If you thought that the judicial and law and order agencies were the mortal enemies of the terrorists that seek to harm us all you would be wrong. Indeed in many instances quite the opposite is true. The light on this parlous state of affairs has been shone by a case study that investigated shortfalls in the police, prosecution and judicial systems and it makes uncomfortable reading. Most uncomfortable was the revelation that there were more acquittals and fewer convictions in terrorism cases in Khyber-Pakhtunkhwa (K-P) than ought to be the norm.
Uncomfortable as it may be the report by an experts committee operating under the Pakistan’s Action to Counter Terrorism project has examined 20 cases heard by the anti-terrorism courts in K-P over the last five years. The majority fall short in that they are not supported by evidence and a majority of them even failed to make it as far as a courtroom. The inevitable conclusion is that guilty men have walked free. In K-P the conviction rate was 28 per cent in 2016, and there were acquittals in more than half of the cases presented to the K-P courts in the same year. The situation in the rest of the country was better but not by much. Of the 500 cases registered under anti-terrorism legislation in 2016, there was a recommendation of discharge at the prosecution stage of 316, and more than half of those that made it to court resulted in acquittal.

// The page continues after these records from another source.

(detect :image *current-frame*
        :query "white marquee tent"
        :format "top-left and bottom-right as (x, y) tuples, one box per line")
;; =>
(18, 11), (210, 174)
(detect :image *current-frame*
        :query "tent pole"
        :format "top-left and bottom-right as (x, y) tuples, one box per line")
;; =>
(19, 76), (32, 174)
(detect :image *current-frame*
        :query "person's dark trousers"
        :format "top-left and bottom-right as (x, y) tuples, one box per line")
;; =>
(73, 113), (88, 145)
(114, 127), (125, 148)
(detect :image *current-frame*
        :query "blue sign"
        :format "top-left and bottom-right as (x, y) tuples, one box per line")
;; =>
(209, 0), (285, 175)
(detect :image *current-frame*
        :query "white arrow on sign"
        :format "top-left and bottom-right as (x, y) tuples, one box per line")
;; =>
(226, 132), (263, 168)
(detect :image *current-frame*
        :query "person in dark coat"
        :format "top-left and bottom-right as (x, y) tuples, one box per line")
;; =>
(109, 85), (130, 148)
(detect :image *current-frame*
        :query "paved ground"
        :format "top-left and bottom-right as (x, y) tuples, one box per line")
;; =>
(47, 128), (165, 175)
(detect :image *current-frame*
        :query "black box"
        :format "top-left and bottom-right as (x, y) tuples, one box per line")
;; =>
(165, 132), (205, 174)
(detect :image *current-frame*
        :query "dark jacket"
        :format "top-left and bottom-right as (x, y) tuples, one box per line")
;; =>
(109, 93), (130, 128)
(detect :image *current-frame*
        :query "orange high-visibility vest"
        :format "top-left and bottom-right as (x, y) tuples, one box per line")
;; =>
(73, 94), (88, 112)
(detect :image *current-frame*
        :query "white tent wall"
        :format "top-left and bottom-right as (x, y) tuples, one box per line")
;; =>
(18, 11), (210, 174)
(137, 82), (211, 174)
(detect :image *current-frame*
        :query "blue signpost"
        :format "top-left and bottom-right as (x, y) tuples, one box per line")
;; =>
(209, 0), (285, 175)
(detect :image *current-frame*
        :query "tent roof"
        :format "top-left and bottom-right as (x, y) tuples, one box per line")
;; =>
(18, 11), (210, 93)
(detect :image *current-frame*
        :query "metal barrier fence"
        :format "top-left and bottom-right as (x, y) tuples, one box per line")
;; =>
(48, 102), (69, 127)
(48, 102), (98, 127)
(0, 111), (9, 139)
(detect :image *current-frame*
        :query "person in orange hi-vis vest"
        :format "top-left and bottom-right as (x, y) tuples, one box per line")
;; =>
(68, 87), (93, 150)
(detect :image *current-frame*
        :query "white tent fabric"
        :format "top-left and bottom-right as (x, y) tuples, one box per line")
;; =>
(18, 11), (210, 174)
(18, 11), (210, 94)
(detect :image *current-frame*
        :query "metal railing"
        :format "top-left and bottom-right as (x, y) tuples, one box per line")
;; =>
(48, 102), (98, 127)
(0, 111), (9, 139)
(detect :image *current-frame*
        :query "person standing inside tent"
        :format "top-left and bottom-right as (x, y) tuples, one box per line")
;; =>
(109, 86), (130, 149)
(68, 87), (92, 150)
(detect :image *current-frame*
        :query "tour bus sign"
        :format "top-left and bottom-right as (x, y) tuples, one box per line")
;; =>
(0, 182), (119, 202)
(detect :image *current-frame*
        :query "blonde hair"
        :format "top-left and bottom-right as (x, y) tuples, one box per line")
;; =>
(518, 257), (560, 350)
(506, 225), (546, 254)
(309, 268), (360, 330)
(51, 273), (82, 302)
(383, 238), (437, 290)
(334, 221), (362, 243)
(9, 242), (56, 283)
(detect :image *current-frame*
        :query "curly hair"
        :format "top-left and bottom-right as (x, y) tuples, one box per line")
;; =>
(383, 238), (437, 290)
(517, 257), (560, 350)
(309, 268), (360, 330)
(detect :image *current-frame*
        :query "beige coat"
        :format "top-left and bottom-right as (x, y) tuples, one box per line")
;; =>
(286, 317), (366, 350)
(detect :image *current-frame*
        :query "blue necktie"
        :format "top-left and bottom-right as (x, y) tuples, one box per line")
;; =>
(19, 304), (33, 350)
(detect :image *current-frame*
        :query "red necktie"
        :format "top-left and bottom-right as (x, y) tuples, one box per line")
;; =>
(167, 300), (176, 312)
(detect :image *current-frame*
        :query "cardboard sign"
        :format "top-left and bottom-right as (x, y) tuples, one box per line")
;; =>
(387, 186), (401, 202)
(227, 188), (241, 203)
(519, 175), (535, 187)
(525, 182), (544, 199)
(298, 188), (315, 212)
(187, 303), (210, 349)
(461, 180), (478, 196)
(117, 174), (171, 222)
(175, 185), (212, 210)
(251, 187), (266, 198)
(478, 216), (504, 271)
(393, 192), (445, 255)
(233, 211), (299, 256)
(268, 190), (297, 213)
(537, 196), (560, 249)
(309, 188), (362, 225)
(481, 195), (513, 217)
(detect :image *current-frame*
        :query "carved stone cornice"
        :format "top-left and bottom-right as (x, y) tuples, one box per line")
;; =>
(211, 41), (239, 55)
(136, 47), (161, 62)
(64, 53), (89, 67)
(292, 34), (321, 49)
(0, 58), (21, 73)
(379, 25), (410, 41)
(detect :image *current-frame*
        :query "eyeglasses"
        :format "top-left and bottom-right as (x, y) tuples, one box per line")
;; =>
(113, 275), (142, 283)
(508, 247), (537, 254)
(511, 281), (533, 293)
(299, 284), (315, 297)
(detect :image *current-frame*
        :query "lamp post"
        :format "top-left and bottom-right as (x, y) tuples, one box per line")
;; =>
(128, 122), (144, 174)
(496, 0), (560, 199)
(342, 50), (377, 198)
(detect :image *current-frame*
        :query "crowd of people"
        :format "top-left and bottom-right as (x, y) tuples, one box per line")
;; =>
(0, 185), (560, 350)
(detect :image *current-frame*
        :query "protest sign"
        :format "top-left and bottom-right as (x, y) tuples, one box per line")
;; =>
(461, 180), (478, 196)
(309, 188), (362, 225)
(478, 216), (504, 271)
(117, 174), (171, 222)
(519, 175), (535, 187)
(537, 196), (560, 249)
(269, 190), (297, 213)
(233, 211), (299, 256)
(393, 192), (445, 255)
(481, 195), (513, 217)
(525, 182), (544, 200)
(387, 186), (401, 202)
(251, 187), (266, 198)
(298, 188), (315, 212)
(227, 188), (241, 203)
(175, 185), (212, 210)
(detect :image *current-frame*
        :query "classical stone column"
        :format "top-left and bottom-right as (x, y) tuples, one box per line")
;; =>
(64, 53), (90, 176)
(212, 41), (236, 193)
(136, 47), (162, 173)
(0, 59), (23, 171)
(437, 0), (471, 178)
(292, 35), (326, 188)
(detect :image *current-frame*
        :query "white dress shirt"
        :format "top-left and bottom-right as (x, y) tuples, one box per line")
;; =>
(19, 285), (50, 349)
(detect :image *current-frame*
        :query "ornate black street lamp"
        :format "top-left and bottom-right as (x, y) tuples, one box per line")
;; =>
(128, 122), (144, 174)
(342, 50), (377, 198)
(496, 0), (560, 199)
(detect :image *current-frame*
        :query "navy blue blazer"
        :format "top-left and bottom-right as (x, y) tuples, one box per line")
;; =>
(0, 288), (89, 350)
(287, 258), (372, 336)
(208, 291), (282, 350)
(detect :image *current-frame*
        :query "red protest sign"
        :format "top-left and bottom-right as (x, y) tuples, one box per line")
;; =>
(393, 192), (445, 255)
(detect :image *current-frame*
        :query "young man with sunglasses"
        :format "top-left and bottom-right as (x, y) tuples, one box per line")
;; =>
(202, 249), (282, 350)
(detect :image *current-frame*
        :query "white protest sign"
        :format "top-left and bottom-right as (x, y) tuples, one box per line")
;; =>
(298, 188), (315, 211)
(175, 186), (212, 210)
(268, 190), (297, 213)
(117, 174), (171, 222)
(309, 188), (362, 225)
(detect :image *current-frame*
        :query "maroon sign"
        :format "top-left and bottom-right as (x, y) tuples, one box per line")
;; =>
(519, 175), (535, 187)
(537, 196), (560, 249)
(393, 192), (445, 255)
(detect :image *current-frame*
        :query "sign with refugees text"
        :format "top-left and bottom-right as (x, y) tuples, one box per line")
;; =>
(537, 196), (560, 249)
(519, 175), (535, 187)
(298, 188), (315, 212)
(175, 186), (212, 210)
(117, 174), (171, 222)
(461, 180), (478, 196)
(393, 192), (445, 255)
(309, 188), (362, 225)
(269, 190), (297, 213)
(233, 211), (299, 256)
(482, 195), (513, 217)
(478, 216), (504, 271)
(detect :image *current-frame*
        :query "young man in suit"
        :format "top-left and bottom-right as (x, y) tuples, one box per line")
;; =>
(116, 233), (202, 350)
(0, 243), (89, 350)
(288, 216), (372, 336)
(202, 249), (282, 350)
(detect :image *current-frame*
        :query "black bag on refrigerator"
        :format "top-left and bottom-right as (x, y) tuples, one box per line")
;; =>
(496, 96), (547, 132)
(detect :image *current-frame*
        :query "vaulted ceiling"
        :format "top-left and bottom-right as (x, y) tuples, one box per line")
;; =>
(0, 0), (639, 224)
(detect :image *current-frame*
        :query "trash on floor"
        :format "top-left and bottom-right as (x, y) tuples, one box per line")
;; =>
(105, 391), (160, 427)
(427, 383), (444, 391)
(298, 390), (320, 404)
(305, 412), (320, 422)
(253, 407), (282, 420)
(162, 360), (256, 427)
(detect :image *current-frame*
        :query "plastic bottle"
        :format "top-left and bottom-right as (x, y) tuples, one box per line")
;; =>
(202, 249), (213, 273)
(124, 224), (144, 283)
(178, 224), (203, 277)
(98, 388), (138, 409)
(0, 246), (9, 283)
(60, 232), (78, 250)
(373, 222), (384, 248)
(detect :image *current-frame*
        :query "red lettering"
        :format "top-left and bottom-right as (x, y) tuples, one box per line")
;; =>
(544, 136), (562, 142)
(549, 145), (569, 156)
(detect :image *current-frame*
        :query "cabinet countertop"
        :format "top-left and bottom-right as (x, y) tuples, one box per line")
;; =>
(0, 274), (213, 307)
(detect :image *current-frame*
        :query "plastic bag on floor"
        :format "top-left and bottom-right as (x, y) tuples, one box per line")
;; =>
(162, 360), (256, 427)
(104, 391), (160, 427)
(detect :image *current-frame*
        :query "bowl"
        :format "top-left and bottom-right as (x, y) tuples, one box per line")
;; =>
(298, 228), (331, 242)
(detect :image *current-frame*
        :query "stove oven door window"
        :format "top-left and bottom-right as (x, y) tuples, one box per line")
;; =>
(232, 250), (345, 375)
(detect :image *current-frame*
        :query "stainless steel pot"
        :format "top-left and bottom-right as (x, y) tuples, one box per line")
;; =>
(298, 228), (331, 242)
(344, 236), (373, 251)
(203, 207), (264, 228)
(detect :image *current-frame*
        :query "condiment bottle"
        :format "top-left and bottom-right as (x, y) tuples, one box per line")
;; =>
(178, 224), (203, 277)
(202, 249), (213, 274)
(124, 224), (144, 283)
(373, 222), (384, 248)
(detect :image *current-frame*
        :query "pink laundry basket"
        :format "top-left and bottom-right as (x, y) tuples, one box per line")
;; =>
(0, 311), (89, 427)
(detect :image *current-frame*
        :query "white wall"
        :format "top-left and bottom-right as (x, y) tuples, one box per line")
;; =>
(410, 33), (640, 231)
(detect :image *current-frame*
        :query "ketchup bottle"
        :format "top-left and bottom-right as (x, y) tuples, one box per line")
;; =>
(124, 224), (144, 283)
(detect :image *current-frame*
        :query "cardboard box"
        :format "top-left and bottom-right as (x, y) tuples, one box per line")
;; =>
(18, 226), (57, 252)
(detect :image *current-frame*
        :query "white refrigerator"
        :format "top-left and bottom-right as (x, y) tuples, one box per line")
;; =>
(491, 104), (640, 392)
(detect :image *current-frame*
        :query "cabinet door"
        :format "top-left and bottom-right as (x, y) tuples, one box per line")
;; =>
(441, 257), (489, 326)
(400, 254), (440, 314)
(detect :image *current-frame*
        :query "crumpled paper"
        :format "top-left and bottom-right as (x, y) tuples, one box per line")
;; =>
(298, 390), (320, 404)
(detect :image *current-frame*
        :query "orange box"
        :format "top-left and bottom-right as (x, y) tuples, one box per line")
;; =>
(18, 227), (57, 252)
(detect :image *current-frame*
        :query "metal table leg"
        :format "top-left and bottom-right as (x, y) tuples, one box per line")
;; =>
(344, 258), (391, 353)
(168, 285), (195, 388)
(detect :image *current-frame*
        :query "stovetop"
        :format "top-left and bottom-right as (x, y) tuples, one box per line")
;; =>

The reason for this lamentable state of affairs is easy to pinpoint. The police everywhere lack the competencies as well as the facilities to gather the evidence that would lead to a successful prosecution. Many are poorly educated and lack in-service training. Witnesses are not sufficiently protected. Confessional evidence is poorly understood at the judicial level. Cases to be presented are poorly recorded even in anti-terror courts. And none of this is new news. All of which begs the question as to just how far the state is committed to breaking the terrorist hold. And on this evidence the answer has to be — lukewarm at best. Carry on regardless.
Published in The Express Tribune, March 25th, 2018.